Director Shekhar Kapur was fresh from the international success of Bandit Queen, set in his native India. It's difficult to imagine a more fortuitous choice: After being armed with a fascinating screenplay by Michael Hirst and some quick-study research, Kapur brought the passion of the newly converted and the fresh insights of the outsider to this view of an English icon.

Elizabeth was the daughter of Henry VIII, and her succession to the throne ushered in a golden age. Her four-decade reign saw England's growth into the richest, most powerful nation on earth, the defeat of the Spanish Armada, the firm establishment of the Church of England, and support of a fertile culture that generated the plays of Shakespeare and the poetry of Spenser.

Elizabeth, though, focuses on the young princess' complex rise to the throne, the prelude to all that grandeur.

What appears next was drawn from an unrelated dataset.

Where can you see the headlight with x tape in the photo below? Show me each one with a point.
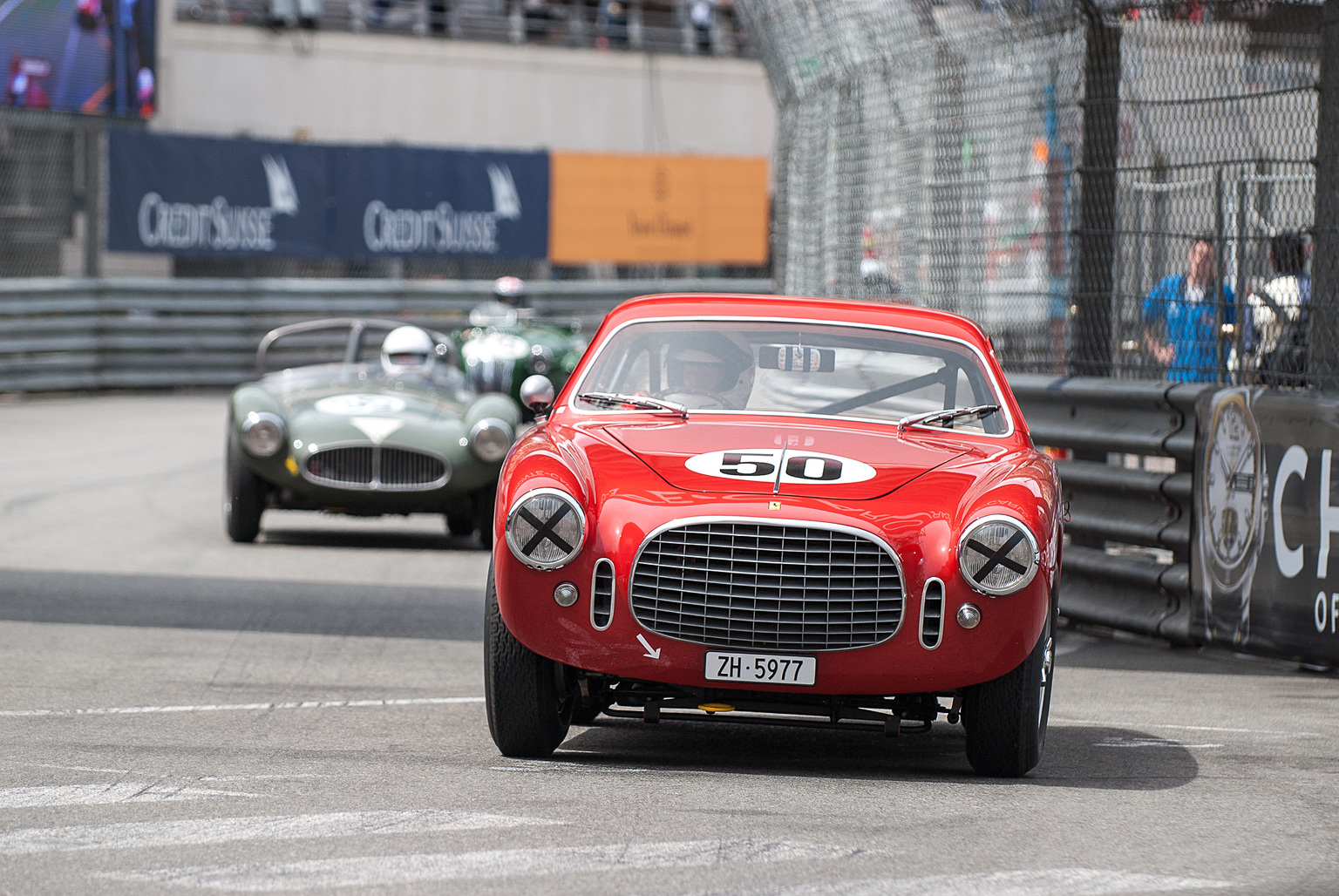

In fact, as the film opens, Elizabeth is in danger of execution. Her older half-sister, Mary, sits on the throne. Infamous now as "Bloody Mary," she was Henry's daughter from his first wife, the Roman Catholic Catherine of Aragon. Elizabeth's mother was Anne Boleyn, for whom Henry divorced himself from Catherine and from the Catholic church.

The sickly Mary saw it as sacred duty to keep the Catholic church in power and to suppress her Protestant half-sister and her followers.

This film portrays how Elizabeth and her supporters manage to survive and eventually thrive when Mary dies. It's a coming-of-age saga, showing the teenage queen trying to bring stability and authority to the throne, despite stern opposition from the nation's Catholics, the pope, the Spanish and various enemies at court.

For the film's style, Kapur has said that in addition to studying earlier films of English monarchy, he leaned on The Godfather. Indeed, the film offers the sort of back-stabbing power struggle and whispered in-fighting seen in the Corleone family.

Elizabeth is as much historical drama as film noir, with ominous characters and conspirators darting from the dim corridors of dank castles.

The film is also blessed with superb performances. Relative newcomer Cate Blanchett (Oscar and Lucinda) perfectly projects the look of Elizabeth, as well as the depth of her resourcefulness and resilience.

Fellow Australian Geoffrey Rush (who won and Oscar for Shine) is mysterious and threatening as Sir Francis Walsingham, Elizabeth's protector and master of spies.

Joseph Fiennes (younger brother of The English Patient's Ralph) offers subtle charm as Robert Dudley, the Earl of Leicester, who was the one great love of Elizabeth's youth. And Christopher Eccleston projects the sly deceit and conniving obsession of the Duke of Norfolk, Elizabeth's most powerful enemy at court.

Even in small roles, Elizabeth showcases fine actors who fascinate -- including Kathy Burke as the evil but ultimately ineffectual Bloody Mary, Fanny Ardant as a French opponent, Richard Attenborough as a court adviser, and, as the pope, the aged (yet ageless) John Gielgud.